Morgan v. State Farm Mutual Automobile Insurance

613 P.2d 684, 5 Kan. App. 2d 135, 1980 Kan. App. LEXIS 266
CourtCourt of Appeals of Kansas
DecidedJuly 3, 1980
Docket50,978
StatusPublished
Cited by6 cases

This text of 613 P.2d 684 (Morgan v. State Farm Mutual Automobile Insurance) is published on Counsel Stack Legal Research, covering Court of Appeals of Kansas primary law. Counsel Stack provides free access to over 12 million legal documents including statutes, case law, regulations, and constitutions.

Bluebook
Morgan v. State Farm Mutual Automobile Insurance, 613 P.2d 684, 5 Kan. App. 2d 135, 1980 Kan. App. LEXIS 266 (kanctapp 1980).

Opinion

Swinehart, J.:

The plaintiff Denise Morgan appeals from a decision of the district court of Ellis County which denied her disability benefits from her insurer, the defendant State Farm Mutual Automobile Insurance Company, under the Kansas Au *136 tomobile Reparations Act. Plaintiff alleges that the trial court erred (1) by finding that the plaintiff was not entitled to disability benefits from her insurer; and (2) by refusing to award reasonable attorney fees to the plaintiff.
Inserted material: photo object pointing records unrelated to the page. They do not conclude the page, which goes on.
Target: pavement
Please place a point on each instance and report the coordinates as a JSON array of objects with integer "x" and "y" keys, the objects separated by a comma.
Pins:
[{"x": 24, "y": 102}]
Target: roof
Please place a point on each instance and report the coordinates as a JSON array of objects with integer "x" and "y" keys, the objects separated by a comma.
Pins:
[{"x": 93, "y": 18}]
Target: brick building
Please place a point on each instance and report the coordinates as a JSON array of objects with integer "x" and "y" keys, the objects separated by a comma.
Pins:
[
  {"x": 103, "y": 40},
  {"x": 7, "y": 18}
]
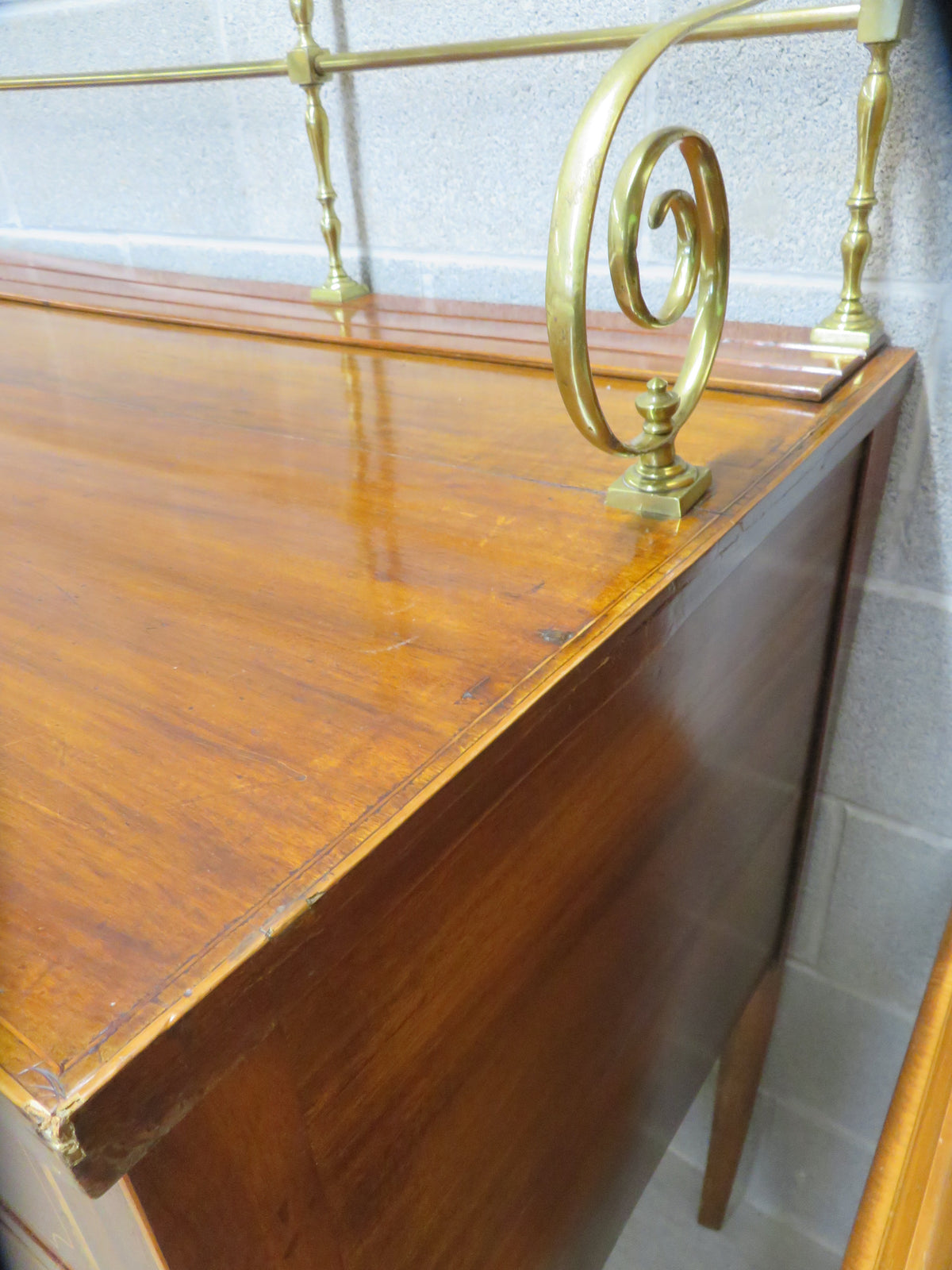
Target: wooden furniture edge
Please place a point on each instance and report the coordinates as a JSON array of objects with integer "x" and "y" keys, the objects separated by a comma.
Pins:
[
  {"x": 746, "y": 1054},
  {"x": 92, "y": 1127},
  {"x": 406, "y": 325},
  {"x": 905, "y": 1214}
]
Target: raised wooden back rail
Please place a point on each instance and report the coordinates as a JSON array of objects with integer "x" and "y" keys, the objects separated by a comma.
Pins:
[{"x": 659, "y": 483}]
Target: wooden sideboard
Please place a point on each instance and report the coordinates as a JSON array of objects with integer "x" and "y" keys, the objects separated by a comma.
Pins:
[{"x": 391, "y": 835}]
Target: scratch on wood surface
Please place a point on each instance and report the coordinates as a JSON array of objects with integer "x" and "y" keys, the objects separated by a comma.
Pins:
[{"x": 403, "y": 643}]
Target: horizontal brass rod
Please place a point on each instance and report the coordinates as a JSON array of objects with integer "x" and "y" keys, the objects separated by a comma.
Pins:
[
  {"x": 158, "y": 75},
  {"x": 790, "y": 22},
  {"x": 786, "y": 22}
]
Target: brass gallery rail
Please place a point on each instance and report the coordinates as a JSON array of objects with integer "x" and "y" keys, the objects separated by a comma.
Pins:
[
  {"x": 659, "y": 483},
  {"x": 791, "y": 22}
]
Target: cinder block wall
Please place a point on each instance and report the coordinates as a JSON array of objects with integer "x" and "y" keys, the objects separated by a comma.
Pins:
[{"x": 446, "y": 179}]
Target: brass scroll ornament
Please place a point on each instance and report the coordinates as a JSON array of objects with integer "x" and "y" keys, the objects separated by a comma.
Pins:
[{"x": 659, "y": 484}]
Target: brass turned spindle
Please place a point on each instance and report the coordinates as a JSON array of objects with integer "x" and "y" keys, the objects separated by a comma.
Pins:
[
  {"x": 340, "y": 286},
  {"x": 850, "y": 324}
]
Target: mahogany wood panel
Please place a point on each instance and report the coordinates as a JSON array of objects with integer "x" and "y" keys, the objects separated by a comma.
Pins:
[
  {"x": 267, "y": 607},
  {"x": 495, "y": 1029},
  {"x": 777, "y": 361},
  {"x": 905, "y": 1214},
  {"x": 494, "y": 1066},
  {"x": 234, "y": 1185}
]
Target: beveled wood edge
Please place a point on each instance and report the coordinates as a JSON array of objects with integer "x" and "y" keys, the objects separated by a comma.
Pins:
[
  {"x": 738, "y": 1087},
  {"x": 413, "y": 327},
  {"x": 80, "y": 1124},
  {"x": 912, "y": 1170}
]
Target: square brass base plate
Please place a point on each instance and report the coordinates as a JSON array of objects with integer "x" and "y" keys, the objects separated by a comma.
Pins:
[
  {"x": 340, "y": 295},
  {"x": 862, "y": 341},
  {"x": 660, "y": 507}
]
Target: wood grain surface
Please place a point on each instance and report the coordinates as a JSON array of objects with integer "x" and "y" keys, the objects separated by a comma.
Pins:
[
  {"x": 263, "y": 605},
  {"x": 905, "y": 1214},
  {"x": 777, "y": 361}
]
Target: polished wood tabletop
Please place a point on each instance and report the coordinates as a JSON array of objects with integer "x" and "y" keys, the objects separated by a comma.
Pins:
[{"x": 259, "y": 600}]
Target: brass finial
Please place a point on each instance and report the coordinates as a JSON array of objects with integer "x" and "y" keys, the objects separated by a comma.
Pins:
[
  {"x": 340, "y": 286},
  {"x": 659, "y": 484}
]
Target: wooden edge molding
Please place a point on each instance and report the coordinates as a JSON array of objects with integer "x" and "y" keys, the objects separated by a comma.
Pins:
[
  {"x": 116, "y": 1115},
  {"x": 768, "y": 360},
  {"x": 905, "y": 1214}
]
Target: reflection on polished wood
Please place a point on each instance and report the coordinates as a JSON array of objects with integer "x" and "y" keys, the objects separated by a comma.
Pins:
[{"x": 363, "y": 772}]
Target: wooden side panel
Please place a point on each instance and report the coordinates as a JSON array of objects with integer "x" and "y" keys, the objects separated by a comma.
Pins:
[
  {"x": 234, "y": 1184},
  {"x": 494, "y": 1047}
]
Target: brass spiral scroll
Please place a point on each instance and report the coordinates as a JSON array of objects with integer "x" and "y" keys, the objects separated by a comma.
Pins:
[{"x": 659, "y": 483}]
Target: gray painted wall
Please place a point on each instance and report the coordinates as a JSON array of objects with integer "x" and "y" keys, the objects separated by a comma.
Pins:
[{"x": 446, "y": 179}]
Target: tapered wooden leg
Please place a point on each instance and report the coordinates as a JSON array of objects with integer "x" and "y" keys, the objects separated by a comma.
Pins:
[{"x": 739, "y": 1077}]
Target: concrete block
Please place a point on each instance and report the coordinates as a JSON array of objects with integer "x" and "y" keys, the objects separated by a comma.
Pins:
[
  {"x": 86, "y": 247},
  {"x": 816, "y": 886},
  {"x": 663, "y": 1233},
  {"x": 890, "y": 903},
  {"x": 892, "y": 734},
  {"x": 159, "y": 158},
  {"x": 914, "y": 544},
  {"x": 835, "y": 1053},
  {"x": 812, "y": 1174}
]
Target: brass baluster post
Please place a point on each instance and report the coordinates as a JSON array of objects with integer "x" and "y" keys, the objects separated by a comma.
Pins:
[
  {"x": 660, "y": 484},
  {"x": 340, "y": 286},
  {"x": 850, "y": 324},
  {"x": 880, "y": 25}
]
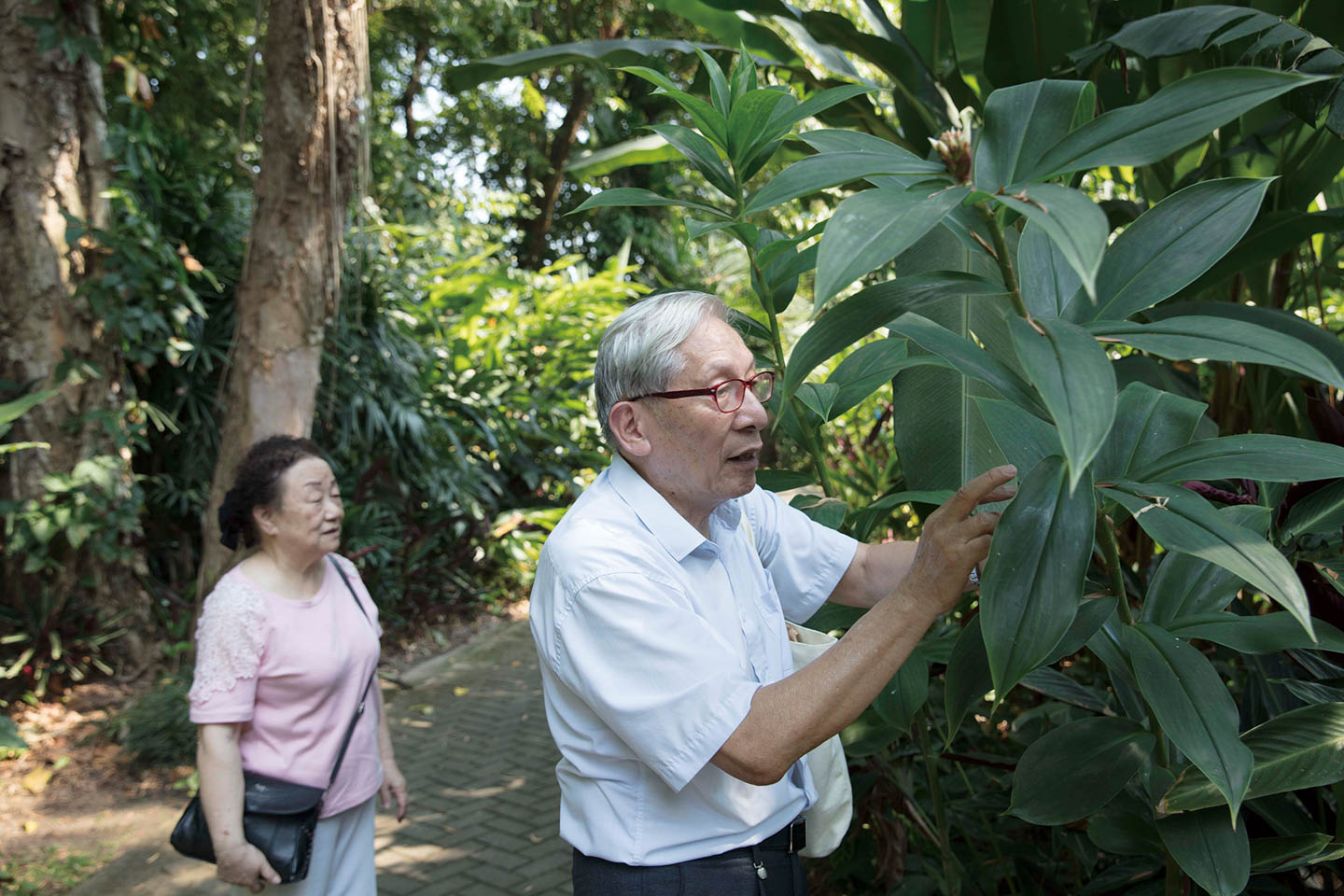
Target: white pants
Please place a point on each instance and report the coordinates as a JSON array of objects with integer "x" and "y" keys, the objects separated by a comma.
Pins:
[{"x": 343, "y": 856}]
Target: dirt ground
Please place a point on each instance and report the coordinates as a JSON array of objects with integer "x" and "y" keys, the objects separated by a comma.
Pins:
[{"x": 74, "y": 789}]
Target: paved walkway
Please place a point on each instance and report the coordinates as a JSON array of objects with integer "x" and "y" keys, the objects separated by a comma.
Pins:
[{"x": 470, "y": 737}]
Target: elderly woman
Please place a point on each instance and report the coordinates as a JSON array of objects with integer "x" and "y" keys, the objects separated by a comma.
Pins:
[{"x": 286, "y": 648}]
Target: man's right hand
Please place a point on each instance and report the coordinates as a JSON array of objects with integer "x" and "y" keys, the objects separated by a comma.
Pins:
[
  {"x": 245, "y": 865},
  {"x": 955, "y": 540}
]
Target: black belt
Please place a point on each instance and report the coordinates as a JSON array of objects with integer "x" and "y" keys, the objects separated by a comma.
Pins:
[{"x": 788, "y": 840}]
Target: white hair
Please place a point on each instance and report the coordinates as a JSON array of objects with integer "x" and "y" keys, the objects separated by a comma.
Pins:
[{"x": 640, "y": 352}]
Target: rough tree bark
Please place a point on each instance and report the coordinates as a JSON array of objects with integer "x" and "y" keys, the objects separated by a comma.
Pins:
[
  {"x": 52, "y": 125},
  {"x": 316, "y": 66}
]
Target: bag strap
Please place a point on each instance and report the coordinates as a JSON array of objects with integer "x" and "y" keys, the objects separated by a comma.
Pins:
[{"x": 359, "y": 709}]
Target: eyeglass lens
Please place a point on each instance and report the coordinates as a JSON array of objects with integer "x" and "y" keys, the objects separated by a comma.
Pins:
[{"x": 732, "y": 394}]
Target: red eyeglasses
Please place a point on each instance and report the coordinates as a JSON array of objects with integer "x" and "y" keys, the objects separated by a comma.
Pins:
[{"x": 729, "y": 394}]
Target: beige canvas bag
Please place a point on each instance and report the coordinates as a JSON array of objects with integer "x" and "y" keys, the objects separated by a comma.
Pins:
[{"x": 830, "y": 819}]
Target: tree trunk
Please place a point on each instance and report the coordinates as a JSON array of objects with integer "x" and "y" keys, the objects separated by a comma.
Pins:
[
  {"x": 316, "y": 66},
  {"x": 52, "y": 125}
]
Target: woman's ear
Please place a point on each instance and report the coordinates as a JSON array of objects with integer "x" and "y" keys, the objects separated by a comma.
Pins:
[{"x": 629, "y": 425}]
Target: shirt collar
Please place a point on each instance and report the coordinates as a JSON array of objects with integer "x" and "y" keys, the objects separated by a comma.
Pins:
[{"x": 672, "y": 529}]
On February 3,1978, the plaintiff was injured while riding as a passenger in her automobile that was involved in an accident. The plaintiff’s 1971 Plymouth was insured at the time by State Farm Mutual Automobile Insurance Company. Plaintiff’s injuries which resulted from the accident included a broken nose, facial lacerations and a broken wrist. All the medical bills incurred for treatment of these injuries and all bills for property damage arising from the accident were duly paid by the defendant insurance company.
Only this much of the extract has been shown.